Decrease child marriage
Child marriage – in some cases involving girls as young as 6 or 8 – almost always results in the end of a girl’s schooling. The result is illiterate or barely literate young mothers without adequate tools to build healthy, educated families. On average, for every year a girl stays in school past fifth grade, her marriage is delayed a year. Educated girls typically marry later, when they are better able to bear and care for their children.
Decrease population explosion
Educated women tend to have fewer (and healthier) babies. A 2000 study in Brazil found that literate women had an average of 2.5 children while illiterate women had an average of six children, according to UNESCO.
Increase involvement in political process
Educated women are more likely to participate in political discussions, meetings, and decision-making, which in turn promotes a more representative, effective government.
Decrease domestic & sexual violence
Educated girls and women are less likely to be victims of domestic and sexual violence or to tolerate it in their families.

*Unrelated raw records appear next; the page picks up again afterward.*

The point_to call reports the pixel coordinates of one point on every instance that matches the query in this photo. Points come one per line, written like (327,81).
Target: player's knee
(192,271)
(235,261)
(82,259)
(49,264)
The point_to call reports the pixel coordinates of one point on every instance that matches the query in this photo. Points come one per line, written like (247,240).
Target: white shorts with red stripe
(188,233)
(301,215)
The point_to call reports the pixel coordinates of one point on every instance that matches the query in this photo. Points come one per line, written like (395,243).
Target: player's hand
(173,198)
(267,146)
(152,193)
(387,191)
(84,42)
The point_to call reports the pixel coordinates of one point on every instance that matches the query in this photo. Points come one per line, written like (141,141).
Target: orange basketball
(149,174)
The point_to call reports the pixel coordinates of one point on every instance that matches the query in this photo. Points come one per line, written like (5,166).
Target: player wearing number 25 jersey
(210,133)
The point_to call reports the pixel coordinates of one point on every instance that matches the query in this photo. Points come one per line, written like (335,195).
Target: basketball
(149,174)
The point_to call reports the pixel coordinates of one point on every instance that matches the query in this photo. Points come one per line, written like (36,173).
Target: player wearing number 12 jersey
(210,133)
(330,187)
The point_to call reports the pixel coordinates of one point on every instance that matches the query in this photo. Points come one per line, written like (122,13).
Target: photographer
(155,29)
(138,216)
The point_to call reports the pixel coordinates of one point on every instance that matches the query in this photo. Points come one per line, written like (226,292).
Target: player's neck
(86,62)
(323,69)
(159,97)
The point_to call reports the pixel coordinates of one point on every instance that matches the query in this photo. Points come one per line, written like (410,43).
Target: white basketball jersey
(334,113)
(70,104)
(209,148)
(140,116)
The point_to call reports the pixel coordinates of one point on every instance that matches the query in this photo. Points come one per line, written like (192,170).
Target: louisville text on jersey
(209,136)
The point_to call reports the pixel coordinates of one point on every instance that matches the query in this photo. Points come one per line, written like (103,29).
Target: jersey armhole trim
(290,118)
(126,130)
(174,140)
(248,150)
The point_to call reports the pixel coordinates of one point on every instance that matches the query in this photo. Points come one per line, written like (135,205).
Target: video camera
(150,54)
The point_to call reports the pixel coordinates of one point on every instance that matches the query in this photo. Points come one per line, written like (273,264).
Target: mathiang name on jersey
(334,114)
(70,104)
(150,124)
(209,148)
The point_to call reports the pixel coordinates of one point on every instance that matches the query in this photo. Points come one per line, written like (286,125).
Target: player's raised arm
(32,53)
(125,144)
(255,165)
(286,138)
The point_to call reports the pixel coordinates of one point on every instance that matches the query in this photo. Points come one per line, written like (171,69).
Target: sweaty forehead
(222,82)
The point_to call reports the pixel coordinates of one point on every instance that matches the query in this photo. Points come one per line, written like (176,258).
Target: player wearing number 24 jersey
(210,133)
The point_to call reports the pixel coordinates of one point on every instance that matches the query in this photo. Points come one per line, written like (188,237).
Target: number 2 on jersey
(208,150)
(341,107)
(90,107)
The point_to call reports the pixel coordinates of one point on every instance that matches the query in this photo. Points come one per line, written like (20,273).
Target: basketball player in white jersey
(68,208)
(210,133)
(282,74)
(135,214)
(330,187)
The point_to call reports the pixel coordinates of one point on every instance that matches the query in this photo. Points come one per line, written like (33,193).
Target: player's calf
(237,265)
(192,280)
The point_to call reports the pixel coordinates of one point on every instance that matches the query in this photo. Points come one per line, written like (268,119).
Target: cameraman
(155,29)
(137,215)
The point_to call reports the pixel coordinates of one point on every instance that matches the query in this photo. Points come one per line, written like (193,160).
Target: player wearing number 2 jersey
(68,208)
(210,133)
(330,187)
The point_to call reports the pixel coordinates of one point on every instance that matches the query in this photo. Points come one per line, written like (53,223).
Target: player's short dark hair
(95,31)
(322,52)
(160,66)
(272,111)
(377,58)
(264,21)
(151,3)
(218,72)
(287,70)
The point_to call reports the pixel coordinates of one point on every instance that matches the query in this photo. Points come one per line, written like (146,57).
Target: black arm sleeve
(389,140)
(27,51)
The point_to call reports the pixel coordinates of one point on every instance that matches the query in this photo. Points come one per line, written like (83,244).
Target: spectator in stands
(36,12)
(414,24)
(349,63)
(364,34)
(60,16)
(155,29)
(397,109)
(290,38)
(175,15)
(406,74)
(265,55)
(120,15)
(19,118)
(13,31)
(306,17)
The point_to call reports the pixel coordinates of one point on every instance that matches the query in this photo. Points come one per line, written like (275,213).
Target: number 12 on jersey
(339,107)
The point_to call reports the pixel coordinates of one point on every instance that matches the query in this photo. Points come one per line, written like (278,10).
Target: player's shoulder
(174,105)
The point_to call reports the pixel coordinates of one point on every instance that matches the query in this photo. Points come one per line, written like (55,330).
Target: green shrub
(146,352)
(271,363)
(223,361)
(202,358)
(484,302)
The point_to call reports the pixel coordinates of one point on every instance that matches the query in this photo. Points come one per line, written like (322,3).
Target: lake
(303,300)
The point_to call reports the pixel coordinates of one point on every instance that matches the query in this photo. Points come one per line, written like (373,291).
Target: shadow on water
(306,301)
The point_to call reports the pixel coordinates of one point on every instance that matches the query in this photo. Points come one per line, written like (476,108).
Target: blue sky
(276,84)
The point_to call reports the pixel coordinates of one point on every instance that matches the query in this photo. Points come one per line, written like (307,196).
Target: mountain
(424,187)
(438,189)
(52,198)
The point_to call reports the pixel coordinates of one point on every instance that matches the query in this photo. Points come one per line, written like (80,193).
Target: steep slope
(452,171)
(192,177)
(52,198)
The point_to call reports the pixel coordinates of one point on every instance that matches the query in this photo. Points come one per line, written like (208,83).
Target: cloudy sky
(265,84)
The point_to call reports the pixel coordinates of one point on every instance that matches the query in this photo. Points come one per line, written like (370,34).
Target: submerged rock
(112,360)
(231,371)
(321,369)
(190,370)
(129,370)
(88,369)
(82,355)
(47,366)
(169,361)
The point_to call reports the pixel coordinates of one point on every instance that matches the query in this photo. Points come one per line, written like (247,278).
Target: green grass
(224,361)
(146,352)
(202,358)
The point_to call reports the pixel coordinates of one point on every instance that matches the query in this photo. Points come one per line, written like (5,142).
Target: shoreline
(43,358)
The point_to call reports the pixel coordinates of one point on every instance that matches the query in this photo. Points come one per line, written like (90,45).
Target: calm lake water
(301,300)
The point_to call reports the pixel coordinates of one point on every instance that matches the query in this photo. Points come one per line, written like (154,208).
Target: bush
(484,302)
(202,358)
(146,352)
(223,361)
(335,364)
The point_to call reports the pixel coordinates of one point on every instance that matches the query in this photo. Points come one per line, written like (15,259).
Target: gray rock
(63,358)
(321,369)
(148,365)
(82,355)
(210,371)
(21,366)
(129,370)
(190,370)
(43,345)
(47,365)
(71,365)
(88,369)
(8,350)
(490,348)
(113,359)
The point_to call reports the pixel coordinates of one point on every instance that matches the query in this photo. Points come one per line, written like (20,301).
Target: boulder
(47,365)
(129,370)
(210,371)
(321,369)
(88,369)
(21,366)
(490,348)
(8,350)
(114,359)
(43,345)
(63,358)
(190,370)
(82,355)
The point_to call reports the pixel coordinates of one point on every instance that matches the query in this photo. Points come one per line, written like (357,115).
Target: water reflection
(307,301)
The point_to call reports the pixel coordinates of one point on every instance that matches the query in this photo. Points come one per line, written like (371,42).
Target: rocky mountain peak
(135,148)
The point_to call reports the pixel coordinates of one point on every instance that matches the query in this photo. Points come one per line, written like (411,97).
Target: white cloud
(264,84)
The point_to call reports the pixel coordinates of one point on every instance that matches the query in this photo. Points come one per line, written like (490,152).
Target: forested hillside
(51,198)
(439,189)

Decrease support for militancy
As women become more educated, they are less likely to support militancy and terrorism than similarly educated men.
Improve socioeconomic growth
Educated women have agreater chance of escaping poverty, leading healthier and more productive lives, and raising the standard of living for their children, families, and communities.
These are only a few of the valuable reasons to support education for all girls. For every boy that is educated, every girl should be educated too.